Assume that our data is count data, and that the time period over which the count data was collected is the same across i. A simple model is to assume that Y_i \sim \text{Poisson}(\mu_i). We can write the probability mass function as

\begin{aligned} f(y_i ; \mu_i) = \frac{\mu_i^{y_i} e^{-\mu_i} }{y_i !} = e^{-\mu_i} \frac{1}{y_i !} \exp (y_i \log \mu_i). \end{aligned}

To match this to the earlier formula for exponential families, take \theta_i = \mu_i, a(\theta_i) = \exp(-\theta_i), b(y_i) = 1 / {y_i} ! and Q(\theta_i) = \log \theta_i. The natural parameter for this family is Q(\mu_i) = \log \mu_i.

In Poisson loglinear regression, we take the link function to be the canonical link, and so the systematic component is

\begin{aligned} \log \mu_i = \sum_{j=1}^p \beta_j x_{ij}, \quad i = 1, \dots, n. \end{aligned}

Extending the GLM to exponential dispersion families

For the random component of GLMs, we assume that Y_i has the probability density (or mass) function of the form

\begin{aligned} f(y_i ; \theta_i) = a(\theta_i) b(y_i) \exp [y_i Q(\theta_i)]. \end{aligned}

In some cases, it helps to add an additional parameter, called the dispersion parameter, to model the data more accurately. For example, by using the Poisson distribution for count data, we assume that \text{Var}(Y_i) = \mu_i = \mathbb{E}[Y_i], which may not be the case.

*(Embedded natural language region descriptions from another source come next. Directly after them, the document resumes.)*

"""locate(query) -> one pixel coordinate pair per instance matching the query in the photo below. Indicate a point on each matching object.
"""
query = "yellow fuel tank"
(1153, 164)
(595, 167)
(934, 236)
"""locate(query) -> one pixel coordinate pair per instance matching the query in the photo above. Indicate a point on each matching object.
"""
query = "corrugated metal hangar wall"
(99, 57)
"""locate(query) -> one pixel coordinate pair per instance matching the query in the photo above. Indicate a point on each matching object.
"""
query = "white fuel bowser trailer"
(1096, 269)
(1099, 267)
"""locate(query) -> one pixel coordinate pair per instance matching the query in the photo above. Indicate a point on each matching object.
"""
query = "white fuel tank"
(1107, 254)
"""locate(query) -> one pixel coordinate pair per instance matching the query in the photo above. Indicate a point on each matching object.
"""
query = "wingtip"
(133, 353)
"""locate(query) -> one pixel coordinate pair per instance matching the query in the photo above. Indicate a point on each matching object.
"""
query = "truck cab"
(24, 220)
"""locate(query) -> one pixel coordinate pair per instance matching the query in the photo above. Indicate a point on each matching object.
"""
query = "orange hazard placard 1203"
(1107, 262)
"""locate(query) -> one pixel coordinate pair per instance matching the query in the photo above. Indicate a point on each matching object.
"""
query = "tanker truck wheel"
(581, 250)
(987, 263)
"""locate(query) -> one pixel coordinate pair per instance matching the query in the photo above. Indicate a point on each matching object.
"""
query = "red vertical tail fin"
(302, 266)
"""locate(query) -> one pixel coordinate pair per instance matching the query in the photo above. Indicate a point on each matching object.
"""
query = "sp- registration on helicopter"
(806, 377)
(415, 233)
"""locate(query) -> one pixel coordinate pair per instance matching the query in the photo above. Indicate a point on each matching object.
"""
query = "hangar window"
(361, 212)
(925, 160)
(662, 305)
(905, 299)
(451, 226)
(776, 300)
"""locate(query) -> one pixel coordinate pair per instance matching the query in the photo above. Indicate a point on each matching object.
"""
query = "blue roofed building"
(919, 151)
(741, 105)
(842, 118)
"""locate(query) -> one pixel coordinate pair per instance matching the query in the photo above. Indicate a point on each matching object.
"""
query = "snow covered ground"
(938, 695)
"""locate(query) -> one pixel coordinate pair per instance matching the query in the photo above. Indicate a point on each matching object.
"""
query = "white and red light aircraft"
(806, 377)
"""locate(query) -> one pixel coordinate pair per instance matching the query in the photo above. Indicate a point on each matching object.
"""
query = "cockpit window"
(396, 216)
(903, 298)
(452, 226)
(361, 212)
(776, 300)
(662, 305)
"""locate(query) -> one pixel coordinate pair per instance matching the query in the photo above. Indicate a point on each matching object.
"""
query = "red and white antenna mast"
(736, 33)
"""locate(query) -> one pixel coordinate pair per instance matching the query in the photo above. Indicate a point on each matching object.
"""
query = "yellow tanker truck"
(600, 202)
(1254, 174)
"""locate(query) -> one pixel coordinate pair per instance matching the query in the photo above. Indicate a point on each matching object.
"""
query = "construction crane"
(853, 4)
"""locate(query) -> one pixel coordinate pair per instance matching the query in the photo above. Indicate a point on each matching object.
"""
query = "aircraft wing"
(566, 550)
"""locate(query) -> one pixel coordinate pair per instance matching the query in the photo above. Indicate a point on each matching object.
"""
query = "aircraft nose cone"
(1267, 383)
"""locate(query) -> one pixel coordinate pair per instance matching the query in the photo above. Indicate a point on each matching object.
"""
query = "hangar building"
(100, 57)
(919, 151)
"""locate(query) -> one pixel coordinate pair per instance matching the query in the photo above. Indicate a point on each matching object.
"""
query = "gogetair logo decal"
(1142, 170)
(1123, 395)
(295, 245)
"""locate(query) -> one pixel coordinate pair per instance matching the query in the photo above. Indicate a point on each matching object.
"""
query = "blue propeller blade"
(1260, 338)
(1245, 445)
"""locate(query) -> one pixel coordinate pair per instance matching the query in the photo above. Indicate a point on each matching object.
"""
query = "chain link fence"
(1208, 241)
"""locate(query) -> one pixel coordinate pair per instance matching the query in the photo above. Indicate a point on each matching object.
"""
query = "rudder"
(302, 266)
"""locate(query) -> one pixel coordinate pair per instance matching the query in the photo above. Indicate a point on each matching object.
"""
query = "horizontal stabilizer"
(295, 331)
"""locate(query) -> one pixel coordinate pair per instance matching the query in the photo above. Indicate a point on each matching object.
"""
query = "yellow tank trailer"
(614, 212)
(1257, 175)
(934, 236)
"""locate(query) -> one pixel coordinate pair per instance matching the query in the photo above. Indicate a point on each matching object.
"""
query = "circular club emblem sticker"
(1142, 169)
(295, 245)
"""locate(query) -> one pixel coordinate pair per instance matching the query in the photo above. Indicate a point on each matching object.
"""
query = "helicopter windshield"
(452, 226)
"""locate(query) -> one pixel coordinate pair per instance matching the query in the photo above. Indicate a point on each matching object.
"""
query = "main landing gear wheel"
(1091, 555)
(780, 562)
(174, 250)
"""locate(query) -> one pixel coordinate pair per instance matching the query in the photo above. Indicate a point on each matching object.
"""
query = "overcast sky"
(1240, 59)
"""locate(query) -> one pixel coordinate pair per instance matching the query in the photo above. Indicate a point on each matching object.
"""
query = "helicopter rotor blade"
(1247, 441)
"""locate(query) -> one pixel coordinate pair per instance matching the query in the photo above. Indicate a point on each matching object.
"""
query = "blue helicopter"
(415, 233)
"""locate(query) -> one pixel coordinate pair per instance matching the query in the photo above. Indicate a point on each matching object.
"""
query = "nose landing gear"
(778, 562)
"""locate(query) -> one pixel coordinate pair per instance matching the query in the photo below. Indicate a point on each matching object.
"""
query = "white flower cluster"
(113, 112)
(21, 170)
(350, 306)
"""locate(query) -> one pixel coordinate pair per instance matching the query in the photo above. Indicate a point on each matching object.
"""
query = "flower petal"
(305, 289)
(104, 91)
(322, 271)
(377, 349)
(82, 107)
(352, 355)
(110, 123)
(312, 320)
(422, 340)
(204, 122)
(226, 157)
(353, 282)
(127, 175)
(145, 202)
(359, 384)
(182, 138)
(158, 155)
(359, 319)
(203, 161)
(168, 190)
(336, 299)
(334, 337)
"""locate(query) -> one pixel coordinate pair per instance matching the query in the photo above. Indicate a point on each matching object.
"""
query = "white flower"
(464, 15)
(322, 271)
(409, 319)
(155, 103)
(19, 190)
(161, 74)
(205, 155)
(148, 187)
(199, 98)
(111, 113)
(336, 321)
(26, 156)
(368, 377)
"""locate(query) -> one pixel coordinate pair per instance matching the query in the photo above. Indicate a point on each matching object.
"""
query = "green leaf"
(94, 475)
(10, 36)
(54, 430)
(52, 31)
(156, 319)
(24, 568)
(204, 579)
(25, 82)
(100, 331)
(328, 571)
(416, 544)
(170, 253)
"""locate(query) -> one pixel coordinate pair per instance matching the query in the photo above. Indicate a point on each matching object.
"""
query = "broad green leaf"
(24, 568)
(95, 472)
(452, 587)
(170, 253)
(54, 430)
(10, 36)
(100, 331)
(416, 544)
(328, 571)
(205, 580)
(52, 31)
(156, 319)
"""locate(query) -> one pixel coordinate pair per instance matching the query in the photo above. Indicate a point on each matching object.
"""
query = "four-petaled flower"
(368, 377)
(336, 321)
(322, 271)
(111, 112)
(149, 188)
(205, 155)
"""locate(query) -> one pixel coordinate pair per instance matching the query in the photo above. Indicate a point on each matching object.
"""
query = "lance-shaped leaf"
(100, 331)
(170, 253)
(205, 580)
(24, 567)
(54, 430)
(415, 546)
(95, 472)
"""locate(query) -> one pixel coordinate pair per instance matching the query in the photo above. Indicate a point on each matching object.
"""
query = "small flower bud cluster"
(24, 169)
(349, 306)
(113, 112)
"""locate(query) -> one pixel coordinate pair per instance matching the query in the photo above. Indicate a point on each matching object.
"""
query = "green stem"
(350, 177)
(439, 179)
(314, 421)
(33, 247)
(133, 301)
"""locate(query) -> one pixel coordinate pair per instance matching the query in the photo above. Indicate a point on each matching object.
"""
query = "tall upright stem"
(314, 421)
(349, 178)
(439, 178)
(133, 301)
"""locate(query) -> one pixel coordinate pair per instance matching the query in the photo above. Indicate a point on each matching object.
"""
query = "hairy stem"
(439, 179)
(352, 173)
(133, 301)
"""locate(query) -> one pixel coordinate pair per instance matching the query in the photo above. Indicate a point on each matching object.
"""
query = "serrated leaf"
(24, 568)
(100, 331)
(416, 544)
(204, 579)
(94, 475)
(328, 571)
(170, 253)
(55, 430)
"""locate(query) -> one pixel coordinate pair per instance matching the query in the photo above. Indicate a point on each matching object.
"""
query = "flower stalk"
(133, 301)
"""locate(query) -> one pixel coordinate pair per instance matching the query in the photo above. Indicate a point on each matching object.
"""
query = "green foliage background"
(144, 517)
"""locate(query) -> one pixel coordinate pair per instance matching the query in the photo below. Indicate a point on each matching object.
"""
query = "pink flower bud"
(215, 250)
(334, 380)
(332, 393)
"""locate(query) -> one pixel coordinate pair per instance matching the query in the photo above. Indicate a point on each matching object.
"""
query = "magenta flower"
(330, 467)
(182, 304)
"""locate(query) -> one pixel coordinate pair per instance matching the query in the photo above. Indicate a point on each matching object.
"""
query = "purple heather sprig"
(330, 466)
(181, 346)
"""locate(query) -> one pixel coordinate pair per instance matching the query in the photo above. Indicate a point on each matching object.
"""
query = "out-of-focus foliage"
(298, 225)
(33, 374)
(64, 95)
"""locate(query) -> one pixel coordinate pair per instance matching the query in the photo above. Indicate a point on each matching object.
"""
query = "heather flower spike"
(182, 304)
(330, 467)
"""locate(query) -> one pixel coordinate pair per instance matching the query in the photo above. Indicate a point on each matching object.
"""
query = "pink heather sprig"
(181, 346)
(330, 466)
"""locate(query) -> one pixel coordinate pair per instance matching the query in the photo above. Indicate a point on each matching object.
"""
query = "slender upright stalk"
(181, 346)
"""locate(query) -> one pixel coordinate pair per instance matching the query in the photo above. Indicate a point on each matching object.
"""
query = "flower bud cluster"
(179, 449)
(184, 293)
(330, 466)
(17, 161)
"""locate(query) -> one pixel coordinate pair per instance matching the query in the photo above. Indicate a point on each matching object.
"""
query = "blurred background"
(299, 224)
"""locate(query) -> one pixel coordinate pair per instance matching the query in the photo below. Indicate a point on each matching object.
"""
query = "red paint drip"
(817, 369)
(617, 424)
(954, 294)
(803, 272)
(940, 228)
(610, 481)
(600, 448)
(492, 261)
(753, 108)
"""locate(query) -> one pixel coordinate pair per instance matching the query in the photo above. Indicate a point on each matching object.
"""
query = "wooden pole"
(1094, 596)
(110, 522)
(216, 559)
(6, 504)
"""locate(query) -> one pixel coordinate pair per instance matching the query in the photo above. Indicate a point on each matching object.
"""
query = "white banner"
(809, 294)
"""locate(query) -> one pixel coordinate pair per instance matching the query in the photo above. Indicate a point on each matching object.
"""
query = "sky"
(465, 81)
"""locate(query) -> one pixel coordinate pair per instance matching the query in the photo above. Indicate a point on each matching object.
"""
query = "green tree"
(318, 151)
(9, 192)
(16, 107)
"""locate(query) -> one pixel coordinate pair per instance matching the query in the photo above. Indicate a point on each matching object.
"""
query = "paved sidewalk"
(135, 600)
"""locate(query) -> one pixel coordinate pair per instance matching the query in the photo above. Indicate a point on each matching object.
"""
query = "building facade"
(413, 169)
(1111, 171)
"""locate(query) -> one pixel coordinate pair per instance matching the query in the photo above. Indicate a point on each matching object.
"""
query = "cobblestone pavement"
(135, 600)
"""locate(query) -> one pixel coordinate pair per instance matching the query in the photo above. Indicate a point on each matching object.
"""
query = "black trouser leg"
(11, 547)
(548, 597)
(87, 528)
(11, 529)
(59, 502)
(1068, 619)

With this new dispersion parameter \phi, it is common to write the PDF/PMF of Y_i in the form

\begin{aligned} f(y_i ; \theta_i, \phi) = \exp \left[ \frac{y_i \theta_i - b(\theta_i)}{a(\phi)} + c(y_i, \phi) \right]. \end{aligned}

When \phi is known, the above reduces to the exponential family that we introduced at first, and we can use all the GLM machinery. Usually \phi is not known: what we can do is estimate it first, then treat it as known for the rest of the GLM procedure.

References:

  1. Agresti, A. Categorical Data Analysis (3rd ed), Chapter 4.